At FLIM impact (Episode I)

What has been the impact of fluorescence lifetime imaging microscopy to science and to the biomedical community in particular? Is FLIM a niche technique, one of those techniques that always promise but never deliver?

The top 10 most cited papers

Excluding reviews, the list of the top 10 most cited papers, albeit representing a very narrow window on the impact that FLIM had on the broader community, is rather instructive. Do consider, we are missing all those papers where FLIM was used but not cited in title or abstract. Most of the top 10 is made of applications to cell biochemistry, demonstrating the potential and the impact that fluorescence lifetime has. FLIM helped to understand how signalling work in living cells and animals, helped to identify drugs and to study disease. Some of the top cited papers are more technical, such as Digman’s paper on the phasor-transform or Becker’s paper on TCSPC widely cited because of their influence on contemporary FLIM techniques from a perspective of data analysis and technology. Other papers date back to the initial years of FLIM with applications to biochemistry. Overall, from this list, we understand (if more evidence was needed) that FLIM had a deep impact on the understanding of cell biochemistry albeit, historically, FLIM has been limited to the specialist laboratory.
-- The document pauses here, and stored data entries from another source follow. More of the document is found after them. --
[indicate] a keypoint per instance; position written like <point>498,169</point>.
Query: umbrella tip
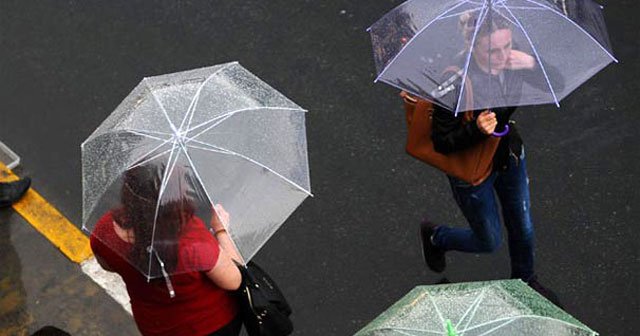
<point>451,330</point>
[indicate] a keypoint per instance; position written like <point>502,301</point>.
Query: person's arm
<point>449,134</point>
<point>93,243</point>
<point>225,274</point>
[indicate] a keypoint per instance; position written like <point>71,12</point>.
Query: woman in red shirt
<point>197,298</point>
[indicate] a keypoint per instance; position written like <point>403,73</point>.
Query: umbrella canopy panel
<point>508,52</point>
<point>506,307</point>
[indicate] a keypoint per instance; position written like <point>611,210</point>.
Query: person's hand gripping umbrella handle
<point>504,132</point>
<point>487,123</point>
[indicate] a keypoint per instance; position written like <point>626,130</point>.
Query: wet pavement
<point>351,251</point>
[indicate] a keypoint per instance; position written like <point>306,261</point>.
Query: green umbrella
<point>503,307</point>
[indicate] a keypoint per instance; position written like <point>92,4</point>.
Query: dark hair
<point>469,20</point>
<point>139,201</point>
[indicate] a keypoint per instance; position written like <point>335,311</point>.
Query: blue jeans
<point>480,207</point>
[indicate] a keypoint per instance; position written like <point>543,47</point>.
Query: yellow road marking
<point>50,222</point>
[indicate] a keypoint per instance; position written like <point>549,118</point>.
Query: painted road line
<point>111,282</point>
<point>67,237</point>
<point>50,222</point>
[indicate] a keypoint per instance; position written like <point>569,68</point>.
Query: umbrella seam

I would like to highlight also another small observation, perhaps just interesting for the specialists, and not visible from other bibliometric analyses. Tom Jovin and a group of scientists trained by him (e.g., Dorus Gadella and Philippe Bastiaens) left a significant footprint in the field, directly driving biomedical relevant applications while pushing, at the same time, technological or methodological developments. Many others are linked to this ‘school’ directly or indirectly, scientists that use/develop a microscope to do biochemistry.

  1. Mapping temperature within cells using fluorescent polymers by Okabe and colleagues (2012) from Uchiyama’s laboratory and published in Nature Communications, where FLIM was used to map temperature within cells using fluorescent polymers as temperature sensors. (442)
  2. Phasor analysis by Michelle Digman and colleagues, from the laboratory of Enrico Gratton (2008) published by Biophysical Journal. The phasor-based analysis, in different flavours, has become quite popular nowadays. (406)
  3. An in vivo FLIM-based analysis of calcium dynamics in astrocytes by Kuchibhotla and colleagues from Bacskai’s laboratory (2009) published in Science. (353)
  4. The study of Calmodulin-dependent kinase II activity in dendritic spines by Lee and colleagues from Yasuda’s laboratory (2009) published in Nature. (351)
  5. One of the first FLIM papers by Lackowicz, published in 1992 in PNAS, where they applied the methodology, yet to be fully established, to the study of free and bound NADH. (339)
  6. One of the first biochemical applications of FLIM, where Gadella and Jovin applied the new tools to the study of EGFR oligomerization (1995), published in the Journal of Cell Biology. (323)
  7.  A 2004 paper, where Becker and colleagues present the TCPSC instrumentation that would become a commercial success, published in Microscopy Research and Technique. (321)
  8. The application of FLIM and molecular motors to study viscosity of the cellular environment by Marina Kuimova and colleagues, from the laboratory of Klaus Suhling published on JACS in 2008. (319)
  9. The development of a drug interfering with the interaction between KRAS and PDEdelta published Zimmermann and colleagues with the laboratory of Philippe Bastiaens and published by Nature in 2013. (291)
  10. The interaction between PKC and integrin shown by Ng an colleagues from Parker’s laboratory in 1999 by the EMBO Journal. (277)

Methodology

Tool: Web of Science

Search term: “FLIM” and “fluorescence lifetime imaging microscopy”

Filter: Article

Note: FLiM is a component of the flagella motor and it shows up in the searches. I could not eliminate this ‘false positive’ but it is my assumption that it is not changing  the following discussion.

Citations (in parenthesis) as in April 2019.

Any bibliometric analysis is very limited in scope, certainly this very narrow search. This is just a blog post, one observation done just to trigger a discussion for those curious people about the topic.